Bei der Prüfung der Frage, ob den Steuerpflichtigen oder seinen Berater ein grobes Verschulden daran trifft, daß dem FA neue Tatsachen i. S. des § 173 Abs. 1 Nr. 2 AO 1977 erst nachträglich bekanntgeworden sind, ist auch der Zeitraum miteinzubeziehen, in dem nach Durchführung der Einkommensteuerveranlagung der Bescheid noch unter dem Vorbehalt der Nachprüfung steht und der Steuerpflichtige und sein Berater nach § 164 Abs. 2 AO 1977 jederzeit die Aufhebung oder Änderung der Steuerfestsetzung beantragen können, sowie der Zeitraum, in dem ein Einkommensteuerbescheid oder ein den Vorbehalt der Nachprüfung aufhebender Steuerbescheid noch anfechtbar, die Bestandskraft bzw. Rechtskraft des Bescheides also noch nicht eingetreten ist. Denn der Steuerpflichtige oder sein Berater verletzt die von ihm zu fordernde Sorgfaltspflicht, wenn er trotz Kenntnis der später eingetretenen Umstände es unterläßt, diese noch vor Bestandskraft des Steuerbescheides zu seinen Gunsten geltend zu machen. Dieses Versäumnis beinhaltet ein grobes Verschulden, das es nicht mehr als gerechtfertigt erscheinen läßt, die Bestandskraft nach § 173 Abs. 1 Nr. 2 AO 1977 zu durchbrechen.

Dieses Ergebnis wird bestätigt durch die Erwägung, daß bei Versäumung der Frist über die Einlegung eines Rechtsbehelfs - mit dem die Berücksichtigung sowohl neuer Tatsachen und Beweismittel als auch neuer rechtlicher Gesichtspunkte geltend gemacht werden kann - Wiedereinsetzung in den vorigen Stand nur bei Fehlen jedes - also auch nur einfachen - Verschuldens gewährt werden kann (§ 110 AO 1977, § 56 der Finanzgerichtsordnung - FGO -). Würde ohne Rücksicht auf die Änderungsmöglichkeit eines Steuerbescheides im Einspruchs- oder Klageverfahren eine spätere Änderung nach § 173 Abs. 1 Nr. 2 AO 1977 zugelassen, wäre ein schuldhaftes Verstreichenlassen der Einspruchs- oder Klagefrist bei allen ersichtlich falschen Steuerbescheiden bedeutungslos, falls den Steuerpflichtigen oder seinen steuerlichen Berater an der Nichtangabe des steuerlich bedeutsamen Sachverhalts bei der Abgabe der Steuererklärung kein grobes Verschulden getroffen hätte (Buchheister, Deutsche Steuer-Zeitung 1980, 446, 447). Ein solches Ergebnis kann nach Ansicht des Senats vom Gesetzgeber nicht gewollt sein.

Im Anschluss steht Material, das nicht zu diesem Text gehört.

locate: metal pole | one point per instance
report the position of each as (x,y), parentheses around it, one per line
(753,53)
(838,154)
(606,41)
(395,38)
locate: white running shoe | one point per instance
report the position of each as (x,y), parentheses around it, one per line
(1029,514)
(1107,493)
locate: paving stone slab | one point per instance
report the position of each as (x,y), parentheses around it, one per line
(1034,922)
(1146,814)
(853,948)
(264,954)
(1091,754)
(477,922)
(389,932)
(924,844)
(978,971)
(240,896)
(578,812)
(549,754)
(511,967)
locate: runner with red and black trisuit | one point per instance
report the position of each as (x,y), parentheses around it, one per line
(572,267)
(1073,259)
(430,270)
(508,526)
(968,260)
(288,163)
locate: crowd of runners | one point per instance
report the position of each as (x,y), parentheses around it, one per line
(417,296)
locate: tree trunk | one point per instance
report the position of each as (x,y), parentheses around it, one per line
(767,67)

Der Senat tritt dem FG darin bei, daß dem steuerlichen Berater der Kläger im Streitfall eine konkrete Pflicht zur nochmaligen Überprüfung der Einkommensteuerveranlagung 1974 jedenfalls zu dem Zeitpunkt oblag, in dem ihm der Steuerbescheid vom 26. Februar 1979 zuging, der den Vorbehalt der Nachprüfung des Einkommensteuerbescheides 1974 aufgehoben hat. Dem Berater mußte sich damals insbesondere die Frage der nachträglichen Geltendmachung der auch im Jahre 1974 vom Kläger geleisteten Rentenzahlungen aufdrängen, weil ihm am gleichen Tag auch der Einkommensteuerbescheid 1977 vom 26. Februar 1979 zugegangen ist, in dem auf seinen Antrag hin das FA die im Jahre 1977 erbrachten Rentenleistungen als Sonderausgaben zum Abzug zugelassen hatte. Es kommt hinzu, daß auf Betreiben des steuerlichen Beraters diese Rentenleistungen schon zuvor im Einkommensteuerbescheid 1976 vom 24. Februar 1978 als Sonderausgaben anerkannt worden waren. Das FG konnte unter diesen Umständen den Sachverhalt ohne Rechtsverstoß dahin würdigen, daß der steuerliche Berater der Kläger beim Übersehen dieser Fakten und dem offensichtlichen Unterlassen der Nachprüfung der Einkommensteuerveranlagung 1974 die ihm zumutbare Sorgfalt in einem ungewöhnlichen Maße und in nicht entschuldbarer Weise verletzt hat.

Das FG konnte es dabei zu Recht dahingestellt sein lassen, ob der Sachbearbeiter des FA bei einer Unterredung mit dem Berater im Dezember 1973 an Amtsstelle die Rentenzahlungen als nichtberücksichtigungsfähig angesehen hat. Denn der Berater mußte aus den ihm zugegangenen Einkommensteuerbescheiden 1976 und 1977 ersehen, daß das FA seine Ansicht zumindest inzwischen zugunsten der Kläger geändert hatte.